帮助我找到所有可能的路径,从mXn矩阵的左上角最左边的单元格到达最右下角的单元格。
以下是限制,
尝试了一些逻辑,但无法获得所有路径。感谢
答案 0 :(得分:0)
最简单的想法是递归尝试每个可能的非自交路径,并且每次这样的路径到达右下角时检查它的长度是否等于所有单元格的数量。
这里有一个非常幼稚的[因此很慢且耗费内存的] js中的实现(根据你知道的js判断),只是为了以正式,明确的方式指出算法。你对“好吧,让我们这样做!”感兴趣部分,之前只有一些助手使这个例子实际上是可执行的:
function paths(M,N) {
// is given pos present in list of poss?
var pos_member = function(pos,poss) {
for(var i=0;i<poss.length;i++)
if(pos[0]==poss[i][0] && pos[1]==poss[i][1])
return true;
return false;
};
// all positions present in poss1 and not in poss2:
var positions_diff = function(poss1,poss2) {
var poss_d = [];
for(var i=0;i<poss1.length;i++)
if(pos_member(poss1[i],poss2)==false)
poss_d.unshift(poss1[i]);
return poss_d;
};
// where can you go from [x,y] ?
var all_next_positions = function([x,y]) {
var poss = [];
// assuming no diagonal moves are allowed;
// otherwise add 4 more next possible positions.

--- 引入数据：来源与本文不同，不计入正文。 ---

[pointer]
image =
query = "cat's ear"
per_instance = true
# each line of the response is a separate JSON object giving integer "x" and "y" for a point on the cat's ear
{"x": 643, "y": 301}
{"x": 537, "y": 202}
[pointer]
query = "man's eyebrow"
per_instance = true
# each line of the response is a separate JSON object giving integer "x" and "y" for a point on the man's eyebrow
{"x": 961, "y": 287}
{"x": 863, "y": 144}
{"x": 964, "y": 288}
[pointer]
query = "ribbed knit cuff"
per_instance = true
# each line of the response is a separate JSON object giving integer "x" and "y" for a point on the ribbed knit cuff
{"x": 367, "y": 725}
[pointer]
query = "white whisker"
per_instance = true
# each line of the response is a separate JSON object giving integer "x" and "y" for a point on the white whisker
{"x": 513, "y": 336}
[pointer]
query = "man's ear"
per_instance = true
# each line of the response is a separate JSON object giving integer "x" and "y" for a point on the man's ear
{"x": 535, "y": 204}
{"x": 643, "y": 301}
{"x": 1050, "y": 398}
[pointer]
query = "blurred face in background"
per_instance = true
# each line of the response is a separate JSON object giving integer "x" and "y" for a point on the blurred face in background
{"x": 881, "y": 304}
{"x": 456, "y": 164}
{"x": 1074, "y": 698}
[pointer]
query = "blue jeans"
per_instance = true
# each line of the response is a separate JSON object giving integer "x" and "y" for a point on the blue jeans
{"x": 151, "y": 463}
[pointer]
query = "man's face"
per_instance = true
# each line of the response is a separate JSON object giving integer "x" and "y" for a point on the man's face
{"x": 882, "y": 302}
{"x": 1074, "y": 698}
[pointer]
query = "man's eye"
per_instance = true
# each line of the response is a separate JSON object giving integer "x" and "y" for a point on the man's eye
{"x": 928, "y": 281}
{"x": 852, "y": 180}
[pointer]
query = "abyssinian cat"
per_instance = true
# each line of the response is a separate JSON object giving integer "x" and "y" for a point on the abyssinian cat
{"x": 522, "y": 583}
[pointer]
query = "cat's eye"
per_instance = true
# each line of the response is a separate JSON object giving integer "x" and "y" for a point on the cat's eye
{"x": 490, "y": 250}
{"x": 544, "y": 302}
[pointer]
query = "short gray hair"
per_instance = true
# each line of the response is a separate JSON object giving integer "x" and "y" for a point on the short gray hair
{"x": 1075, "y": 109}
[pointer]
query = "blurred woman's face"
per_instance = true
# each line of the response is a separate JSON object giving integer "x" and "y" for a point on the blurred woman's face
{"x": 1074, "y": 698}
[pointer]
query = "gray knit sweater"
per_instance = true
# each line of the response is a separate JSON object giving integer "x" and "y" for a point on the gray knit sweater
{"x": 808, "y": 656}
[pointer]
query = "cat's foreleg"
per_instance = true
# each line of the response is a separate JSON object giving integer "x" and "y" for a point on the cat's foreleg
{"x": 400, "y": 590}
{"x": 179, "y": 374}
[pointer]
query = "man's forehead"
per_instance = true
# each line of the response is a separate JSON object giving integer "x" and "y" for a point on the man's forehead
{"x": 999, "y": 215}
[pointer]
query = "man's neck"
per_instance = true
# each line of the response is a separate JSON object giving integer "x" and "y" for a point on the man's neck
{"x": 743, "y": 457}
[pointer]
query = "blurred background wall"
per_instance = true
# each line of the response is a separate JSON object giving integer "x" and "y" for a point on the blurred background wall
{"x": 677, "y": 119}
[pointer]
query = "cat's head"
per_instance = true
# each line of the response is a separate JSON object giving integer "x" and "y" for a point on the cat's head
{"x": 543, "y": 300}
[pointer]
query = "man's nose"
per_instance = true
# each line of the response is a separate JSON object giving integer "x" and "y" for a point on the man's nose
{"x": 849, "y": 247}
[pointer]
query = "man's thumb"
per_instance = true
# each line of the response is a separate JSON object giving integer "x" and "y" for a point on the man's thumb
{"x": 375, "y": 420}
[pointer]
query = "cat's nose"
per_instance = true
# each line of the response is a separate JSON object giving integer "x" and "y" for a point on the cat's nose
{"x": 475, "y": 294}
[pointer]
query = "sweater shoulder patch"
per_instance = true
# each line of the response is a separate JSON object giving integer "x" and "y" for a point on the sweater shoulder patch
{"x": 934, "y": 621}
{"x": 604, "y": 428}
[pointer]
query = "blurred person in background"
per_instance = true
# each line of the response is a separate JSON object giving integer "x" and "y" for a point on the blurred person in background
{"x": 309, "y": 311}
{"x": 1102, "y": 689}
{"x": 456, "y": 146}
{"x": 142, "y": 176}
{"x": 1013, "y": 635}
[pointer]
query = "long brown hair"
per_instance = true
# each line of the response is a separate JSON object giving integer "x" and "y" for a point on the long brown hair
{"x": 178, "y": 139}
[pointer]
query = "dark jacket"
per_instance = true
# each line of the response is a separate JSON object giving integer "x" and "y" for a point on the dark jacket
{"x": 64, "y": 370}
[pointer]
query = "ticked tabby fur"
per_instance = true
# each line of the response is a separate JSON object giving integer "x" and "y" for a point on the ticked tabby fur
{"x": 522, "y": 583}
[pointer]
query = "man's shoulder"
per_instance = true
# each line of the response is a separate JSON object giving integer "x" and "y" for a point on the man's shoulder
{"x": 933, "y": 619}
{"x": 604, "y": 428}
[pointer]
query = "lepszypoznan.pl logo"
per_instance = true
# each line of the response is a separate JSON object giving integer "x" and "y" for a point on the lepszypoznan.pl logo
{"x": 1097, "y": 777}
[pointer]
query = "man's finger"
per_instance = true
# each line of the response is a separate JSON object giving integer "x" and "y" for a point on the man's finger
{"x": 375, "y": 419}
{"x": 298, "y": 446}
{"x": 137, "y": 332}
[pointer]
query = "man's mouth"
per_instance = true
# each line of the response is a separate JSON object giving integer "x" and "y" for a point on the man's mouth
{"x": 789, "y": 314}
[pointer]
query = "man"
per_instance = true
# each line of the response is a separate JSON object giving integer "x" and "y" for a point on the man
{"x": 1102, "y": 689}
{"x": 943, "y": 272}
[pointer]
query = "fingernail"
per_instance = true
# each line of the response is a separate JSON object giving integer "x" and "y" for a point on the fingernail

if(x > 0) poss.unshift([x-1,y]);
if(x < M-1) poss.unshift([x+1,y]);
if(y > 0) poss.unshift([x,y-1]);
if(y < N-1) poss.unshift([x,y+1]);
return poss;
};
//////// OK, let's do this! //////////////////////////////////
var pending = [ [[0,0]] ]; // pending partial paths (looks like an owl statring at you, doesn't it?)
var results = []; // corect paths found so far
while(pending.length>0) {
var current = pending.shift();
var last_pos = current[0];
if(last_pos[0]==M-1 && last_pos[1]==N-1) {
/// it reaached the goal, but did it visit all the cells?
if(current.length == M*N) /// yes it did, so keep it.
results.unshift(current);
} else {
/// keep going...
var next_poss = positions_diff(all_next_positions(last_pos), current);
for(var i=0;i<next_poss.length;i++) {
var candidate = current.slice(0); /// clone, because call by reference is evil.
candidate.unshift(next_poss[i]);
pending.unshift(candidate);
}
}
}
return results;
}
肯定你想要以不同的方式表示位置,对于较大的“矩阵”,你必须尽快摆脱“错误的路径”,但希望这能让你在某个地方开始。